発売されなかった2タイトルの正体。『スーパーマリオ』の裏話 (2/6ページ)

Kotaku


2009年に宮本茂さんはWired.comにこう語っておられます

『マリオ64』では、キャラクターたちの距離によって画面の大きさが大きくなったり小さくなったりするというアイデアを使って実験をしました。マリオとルイージをあの3Dの世界で走らせてみたのです。

この案は結局ハードウェア的な制約により中止になったとのことです。


■トゲゾーこうらの秘密

トゲゾーもゲーム機の制約


宮本さん曰く『マリオ』シリーズの開発にとって「ハードウェアの制約が避けがたい最も大きな要素」だそう。『マリオカート64』でゲームのペースを決めることとなったのは、ニンテンドー64のプロセス性能でした。

そしてそれがトゲゾーこうらの能力にも関わっているのです。『マリオカート64』のディレクターである紺野秀樹さんによれば、元々トゲゾーこうらは先頭を行くプレイヤーを狙い、ゲームのバランスをとるためのアイテムでした。

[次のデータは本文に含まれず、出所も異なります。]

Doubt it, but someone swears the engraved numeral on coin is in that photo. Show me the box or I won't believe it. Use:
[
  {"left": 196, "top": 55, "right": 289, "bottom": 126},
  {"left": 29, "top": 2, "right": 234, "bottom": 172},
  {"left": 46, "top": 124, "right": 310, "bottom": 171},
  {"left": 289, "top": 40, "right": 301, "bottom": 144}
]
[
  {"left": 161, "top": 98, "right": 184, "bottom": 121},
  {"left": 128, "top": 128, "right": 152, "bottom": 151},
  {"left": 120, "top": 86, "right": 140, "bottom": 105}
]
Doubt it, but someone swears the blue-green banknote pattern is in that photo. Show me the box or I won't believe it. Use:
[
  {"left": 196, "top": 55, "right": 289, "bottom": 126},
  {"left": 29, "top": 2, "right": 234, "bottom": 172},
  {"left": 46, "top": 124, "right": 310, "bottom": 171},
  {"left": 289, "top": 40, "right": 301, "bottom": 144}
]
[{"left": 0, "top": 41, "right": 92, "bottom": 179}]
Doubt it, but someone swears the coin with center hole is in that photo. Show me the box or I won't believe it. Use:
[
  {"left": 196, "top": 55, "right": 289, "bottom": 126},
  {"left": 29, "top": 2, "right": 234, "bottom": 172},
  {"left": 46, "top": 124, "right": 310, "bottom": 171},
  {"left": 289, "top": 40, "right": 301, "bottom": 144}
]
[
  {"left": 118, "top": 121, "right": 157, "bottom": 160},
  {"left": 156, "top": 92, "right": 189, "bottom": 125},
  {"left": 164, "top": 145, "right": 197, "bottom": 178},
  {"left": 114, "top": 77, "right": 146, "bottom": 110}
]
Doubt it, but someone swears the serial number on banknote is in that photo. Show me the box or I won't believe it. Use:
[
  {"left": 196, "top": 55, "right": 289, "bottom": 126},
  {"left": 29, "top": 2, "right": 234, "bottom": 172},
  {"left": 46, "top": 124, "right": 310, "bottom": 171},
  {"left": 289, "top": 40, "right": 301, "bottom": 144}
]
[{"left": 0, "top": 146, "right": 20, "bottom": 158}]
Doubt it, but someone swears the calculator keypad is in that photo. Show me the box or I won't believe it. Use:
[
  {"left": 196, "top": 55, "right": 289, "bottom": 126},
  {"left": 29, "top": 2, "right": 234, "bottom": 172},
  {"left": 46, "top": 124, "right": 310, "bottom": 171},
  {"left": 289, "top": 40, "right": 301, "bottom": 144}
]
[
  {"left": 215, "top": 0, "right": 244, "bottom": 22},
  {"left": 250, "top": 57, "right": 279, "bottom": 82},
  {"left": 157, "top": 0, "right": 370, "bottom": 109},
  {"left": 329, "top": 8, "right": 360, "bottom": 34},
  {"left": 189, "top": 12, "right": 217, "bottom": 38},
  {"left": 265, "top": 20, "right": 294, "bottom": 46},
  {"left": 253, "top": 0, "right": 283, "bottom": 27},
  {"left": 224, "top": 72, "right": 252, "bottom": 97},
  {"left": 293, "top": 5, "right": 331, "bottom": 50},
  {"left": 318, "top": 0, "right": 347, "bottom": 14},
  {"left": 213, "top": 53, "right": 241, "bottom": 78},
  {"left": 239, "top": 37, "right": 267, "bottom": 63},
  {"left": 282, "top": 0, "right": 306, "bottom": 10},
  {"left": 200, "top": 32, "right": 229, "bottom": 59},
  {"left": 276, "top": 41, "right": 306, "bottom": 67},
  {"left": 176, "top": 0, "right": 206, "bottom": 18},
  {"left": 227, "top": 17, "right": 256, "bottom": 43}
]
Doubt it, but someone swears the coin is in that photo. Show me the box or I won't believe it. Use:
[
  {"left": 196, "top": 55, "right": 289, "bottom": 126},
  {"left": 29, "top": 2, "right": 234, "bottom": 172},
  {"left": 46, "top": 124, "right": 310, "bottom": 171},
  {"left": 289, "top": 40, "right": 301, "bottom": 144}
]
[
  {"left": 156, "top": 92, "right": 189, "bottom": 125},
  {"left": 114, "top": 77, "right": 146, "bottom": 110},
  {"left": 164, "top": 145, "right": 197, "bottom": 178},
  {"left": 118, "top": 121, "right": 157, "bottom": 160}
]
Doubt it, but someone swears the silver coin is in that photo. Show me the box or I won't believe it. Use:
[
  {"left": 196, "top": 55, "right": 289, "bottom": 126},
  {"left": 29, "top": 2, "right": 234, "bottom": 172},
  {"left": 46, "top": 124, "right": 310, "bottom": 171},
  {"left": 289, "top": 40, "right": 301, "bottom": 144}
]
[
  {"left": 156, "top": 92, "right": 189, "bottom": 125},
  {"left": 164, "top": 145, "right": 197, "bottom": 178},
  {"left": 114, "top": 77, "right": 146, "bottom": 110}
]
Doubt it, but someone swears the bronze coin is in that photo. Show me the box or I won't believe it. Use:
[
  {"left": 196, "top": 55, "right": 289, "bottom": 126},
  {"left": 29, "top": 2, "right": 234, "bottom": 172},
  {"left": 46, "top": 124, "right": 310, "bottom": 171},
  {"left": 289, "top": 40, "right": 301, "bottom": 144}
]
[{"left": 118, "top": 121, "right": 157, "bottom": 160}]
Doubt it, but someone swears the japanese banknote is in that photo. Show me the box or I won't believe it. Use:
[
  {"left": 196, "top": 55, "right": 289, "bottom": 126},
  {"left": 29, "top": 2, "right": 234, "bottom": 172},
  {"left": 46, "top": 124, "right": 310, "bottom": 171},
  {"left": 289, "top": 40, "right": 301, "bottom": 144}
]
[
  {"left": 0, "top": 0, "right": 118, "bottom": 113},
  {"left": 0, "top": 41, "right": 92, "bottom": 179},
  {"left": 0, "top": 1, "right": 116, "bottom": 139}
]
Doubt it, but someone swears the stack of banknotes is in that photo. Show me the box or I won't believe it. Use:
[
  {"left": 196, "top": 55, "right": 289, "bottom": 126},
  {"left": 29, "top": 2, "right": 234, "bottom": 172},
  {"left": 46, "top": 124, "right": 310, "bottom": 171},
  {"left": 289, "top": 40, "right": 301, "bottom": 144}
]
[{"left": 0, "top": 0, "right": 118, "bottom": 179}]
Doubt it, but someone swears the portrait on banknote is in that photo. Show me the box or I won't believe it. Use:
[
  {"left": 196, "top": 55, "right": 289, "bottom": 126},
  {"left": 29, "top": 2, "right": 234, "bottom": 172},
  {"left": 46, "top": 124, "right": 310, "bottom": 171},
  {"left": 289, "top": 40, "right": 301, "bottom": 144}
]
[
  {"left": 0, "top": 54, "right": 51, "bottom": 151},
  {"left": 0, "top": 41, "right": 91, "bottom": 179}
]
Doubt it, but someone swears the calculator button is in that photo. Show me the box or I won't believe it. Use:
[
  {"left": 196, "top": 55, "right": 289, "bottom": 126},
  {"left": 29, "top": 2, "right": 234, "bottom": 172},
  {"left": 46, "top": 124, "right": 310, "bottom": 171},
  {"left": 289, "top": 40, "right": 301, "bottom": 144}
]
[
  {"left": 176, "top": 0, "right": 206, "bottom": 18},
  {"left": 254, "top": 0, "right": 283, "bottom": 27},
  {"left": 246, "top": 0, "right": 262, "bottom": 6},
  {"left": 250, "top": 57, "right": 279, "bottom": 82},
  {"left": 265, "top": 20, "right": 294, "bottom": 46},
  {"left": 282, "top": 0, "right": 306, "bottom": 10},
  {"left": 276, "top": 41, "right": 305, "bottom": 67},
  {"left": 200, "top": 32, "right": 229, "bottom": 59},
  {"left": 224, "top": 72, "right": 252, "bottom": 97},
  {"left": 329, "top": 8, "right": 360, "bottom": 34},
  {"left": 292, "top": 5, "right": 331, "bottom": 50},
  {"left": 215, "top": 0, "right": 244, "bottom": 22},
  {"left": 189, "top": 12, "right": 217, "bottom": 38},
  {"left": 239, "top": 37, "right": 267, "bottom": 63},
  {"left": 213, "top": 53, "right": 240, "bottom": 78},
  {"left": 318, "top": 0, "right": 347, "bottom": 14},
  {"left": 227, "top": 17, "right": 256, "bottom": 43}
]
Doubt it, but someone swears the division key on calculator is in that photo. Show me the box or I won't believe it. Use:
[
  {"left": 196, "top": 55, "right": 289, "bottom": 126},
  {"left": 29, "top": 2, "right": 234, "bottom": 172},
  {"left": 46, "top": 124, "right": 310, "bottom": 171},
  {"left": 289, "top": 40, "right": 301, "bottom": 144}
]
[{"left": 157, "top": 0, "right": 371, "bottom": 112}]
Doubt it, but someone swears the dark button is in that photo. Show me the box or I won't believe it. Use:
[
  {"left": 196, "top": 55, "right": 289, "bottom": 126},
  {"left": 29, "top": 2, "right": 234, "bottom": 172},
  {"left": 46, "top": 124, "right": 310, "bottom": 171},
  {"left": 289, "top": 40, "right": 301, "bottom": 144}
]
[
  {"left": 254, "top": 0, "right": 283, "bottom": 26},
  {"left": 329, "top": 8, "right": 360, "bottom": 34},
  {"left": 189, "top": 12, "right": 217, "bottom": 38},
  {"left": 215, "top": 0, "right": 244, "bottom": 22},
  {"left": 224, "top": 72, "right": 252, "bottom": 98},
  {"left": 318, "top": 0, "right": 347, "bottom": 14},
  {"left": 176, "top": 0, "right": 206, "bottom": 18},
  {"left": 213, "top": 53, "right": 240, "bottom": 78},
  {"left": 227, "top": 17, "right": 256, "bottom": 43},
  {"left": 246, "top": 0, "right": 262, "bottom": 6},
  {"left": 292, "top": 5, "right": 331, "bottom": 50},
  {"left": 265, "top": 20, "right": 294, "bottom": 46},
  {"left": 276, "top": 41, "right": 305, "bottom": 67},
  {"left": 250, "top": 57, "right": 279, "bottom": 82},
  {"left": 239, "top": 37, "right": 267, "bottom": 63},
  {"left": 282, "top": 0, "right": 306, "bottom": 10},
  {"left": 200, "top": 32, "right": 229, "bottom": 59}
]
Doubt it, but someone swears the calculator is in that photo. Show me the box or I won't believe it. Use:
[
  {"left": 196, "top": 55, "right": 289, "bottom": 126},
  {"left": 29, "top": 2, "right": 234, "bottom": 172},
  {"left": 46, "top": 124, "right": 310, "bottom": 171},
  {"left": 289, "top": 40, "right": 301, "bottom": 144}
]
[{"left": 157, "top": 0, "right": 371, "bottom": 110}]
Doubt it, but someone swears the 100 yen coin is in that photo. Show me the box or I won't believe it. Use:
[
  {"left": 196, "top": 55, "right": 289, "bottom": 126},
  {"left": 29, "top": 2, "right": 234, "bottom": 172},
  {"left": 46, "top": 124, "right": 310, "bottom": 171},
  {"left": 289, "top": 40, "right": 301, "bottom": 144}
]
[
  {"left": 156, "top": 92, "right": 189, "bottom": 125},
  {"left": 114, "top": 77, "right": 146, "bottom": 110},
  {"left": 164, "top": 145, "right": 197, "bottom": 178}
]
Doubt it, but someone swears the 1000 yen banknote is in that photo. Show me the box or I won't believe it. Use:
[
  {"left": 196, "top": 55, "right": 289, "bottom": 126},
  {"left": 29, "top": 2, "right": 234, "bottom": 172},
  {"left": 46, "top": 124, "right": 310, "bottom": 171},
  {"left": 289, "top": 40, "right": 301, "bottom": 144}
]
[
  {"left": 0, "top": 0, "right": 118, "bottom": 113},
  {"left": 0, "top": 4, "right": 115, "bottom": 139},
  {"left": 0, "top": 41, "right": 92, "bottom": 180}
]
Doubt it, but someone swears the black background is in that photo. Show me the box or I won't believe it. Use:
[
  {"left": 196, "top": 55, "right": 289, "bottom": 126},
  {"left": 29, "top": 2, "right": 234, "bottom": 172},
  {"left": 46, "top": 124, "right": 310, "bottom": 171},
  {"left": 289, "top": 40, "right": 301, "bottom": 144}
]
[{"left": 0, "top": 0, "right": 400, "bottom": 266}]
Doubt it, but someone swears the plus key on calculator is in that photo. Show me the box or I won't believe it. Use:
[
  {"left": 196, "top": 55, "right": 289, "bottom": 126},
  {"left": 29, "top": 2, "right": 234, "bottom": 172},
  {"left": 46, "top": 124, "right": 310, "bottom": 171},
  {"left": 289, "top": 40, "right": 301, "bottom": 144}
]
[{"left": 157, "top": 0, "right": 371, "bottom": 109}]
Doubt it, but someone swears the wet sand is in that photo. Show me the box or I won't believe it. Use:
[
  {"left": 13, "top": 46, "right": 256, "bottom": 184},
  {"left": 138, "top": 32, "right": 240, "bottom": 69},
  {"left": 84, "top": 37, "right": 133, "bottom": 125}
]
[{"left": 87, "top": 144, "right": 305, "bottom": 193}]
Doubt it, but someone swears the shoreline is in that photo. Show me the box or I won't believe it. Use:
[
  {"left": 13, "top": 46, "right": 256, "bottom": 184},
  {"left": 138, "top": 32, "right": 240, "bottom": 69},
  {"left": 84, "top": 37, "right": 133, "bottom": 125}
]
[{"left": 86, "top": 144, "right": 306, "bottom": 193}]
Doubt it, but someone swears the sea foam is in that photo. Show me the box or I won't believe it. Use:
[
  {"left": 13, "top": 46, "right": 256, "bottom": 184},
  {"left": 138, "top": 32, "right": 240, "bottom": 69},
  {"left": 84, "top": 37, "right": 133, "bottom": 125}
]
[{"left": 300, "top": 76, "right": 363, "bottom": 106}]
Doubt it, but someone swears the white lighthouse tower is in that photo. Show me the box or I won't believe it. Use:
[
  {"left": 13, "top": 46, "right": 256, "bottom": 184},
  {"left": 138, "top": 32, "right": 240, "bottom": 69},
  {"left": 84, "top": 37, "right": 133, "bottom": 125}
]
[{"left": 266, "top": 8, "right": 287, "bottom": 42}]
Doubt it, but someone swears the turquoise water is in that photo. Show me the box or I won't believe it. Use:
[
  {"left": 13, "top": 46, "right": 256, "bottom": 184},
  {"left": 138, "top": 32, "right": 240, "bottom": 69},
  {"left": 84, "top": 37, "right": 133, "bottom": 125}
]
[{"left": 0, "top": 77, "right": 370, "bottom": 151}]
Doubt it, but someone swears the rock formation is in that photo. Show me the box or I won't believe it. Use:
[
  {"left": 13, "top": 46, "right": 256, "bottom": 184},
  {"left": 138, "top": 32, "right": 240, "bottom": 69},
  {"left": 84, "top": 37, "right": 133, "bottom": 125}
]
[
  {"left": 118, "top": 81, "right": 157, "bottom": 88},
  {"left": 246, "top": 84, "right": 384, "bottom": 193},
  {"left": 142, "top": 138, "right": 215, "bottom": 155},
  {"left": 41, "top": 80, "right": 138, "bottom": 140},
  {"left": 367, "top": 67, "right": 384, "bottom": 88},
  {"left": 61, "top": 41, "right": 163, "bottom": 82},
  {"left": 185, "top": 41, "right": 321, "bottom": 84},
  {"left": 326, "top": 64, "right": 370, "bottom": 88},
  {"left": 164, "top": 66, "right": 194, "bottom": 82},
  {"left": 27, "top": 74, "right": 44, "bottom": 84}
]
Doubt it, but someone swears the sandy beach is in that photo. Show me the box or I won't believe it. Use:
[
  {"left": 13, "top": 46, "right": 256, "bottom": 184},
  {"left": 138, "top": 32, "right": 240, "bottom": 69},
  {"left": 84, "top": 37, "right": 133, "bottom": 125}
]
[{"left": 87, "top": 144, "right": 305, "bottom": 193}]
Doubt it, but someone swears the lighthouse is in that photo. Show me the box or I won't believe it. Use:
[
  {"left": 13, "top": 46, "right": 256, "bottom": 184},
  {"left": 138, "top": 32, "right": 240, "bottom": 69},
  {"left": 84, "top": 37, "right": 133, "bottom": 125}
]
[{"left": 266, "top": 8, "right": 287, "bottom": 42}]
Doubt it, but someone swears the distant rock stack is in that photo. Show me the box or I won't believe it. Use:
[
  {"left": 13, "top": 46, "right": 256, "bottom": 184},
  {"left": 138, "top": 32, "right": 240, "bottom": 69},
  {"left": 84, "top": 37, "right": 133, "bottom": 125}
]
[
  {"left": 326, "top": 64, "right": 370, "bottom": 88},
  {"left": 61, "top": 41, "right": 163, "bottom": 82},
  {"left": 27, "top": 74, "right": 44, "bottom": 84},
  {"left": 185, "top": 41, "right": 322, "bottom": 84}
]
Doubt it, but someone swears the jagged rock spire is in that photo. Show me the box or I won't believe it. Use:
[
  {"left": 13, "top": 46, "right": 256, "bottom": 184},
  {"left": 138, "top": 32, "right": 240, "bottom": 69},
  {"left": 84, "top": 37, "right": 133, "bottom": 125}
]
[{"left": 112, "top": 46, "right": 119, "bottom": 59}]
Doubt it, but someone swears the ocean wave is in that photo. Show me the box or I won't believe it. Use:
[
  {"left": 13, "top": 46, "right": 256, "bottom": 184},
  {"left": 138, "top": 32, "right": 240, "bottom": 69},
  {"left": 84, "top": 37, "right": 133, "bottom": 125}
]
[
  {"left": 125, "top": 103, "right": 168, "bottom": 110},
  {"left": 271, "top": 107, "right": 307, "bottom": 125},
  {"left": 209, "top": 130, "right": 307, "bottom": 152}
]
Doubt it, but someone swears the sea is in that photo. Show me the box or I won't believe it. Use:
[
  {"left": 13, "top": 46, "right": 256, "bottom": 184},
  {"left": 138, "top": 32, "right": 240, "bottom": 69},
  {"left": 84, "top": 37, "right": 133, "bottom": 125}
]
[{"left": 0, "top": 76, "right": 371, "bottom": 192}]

しかし64のハードウェアは8カート全てを一度にスクリーン上に表示するには問題がありました。トゲゾーこうらが一番先頭のカートをクラッシュさせた後に他の全プレイヤーたちが追い越していくと、その時にラグが発生するのです

このため、トゲゾーこうらはプレイヤーの前を行くカートを全てクラッシュさせることで、全カートが一度に画面内に表示される事態を防ぐようになりました。

マリオカート ダブルダッシュ!!』ではこの制約は存在なくなったため、トゲゾーこうらに羽根がつき、一番先頭を行くカートのみを狙うようになったのです。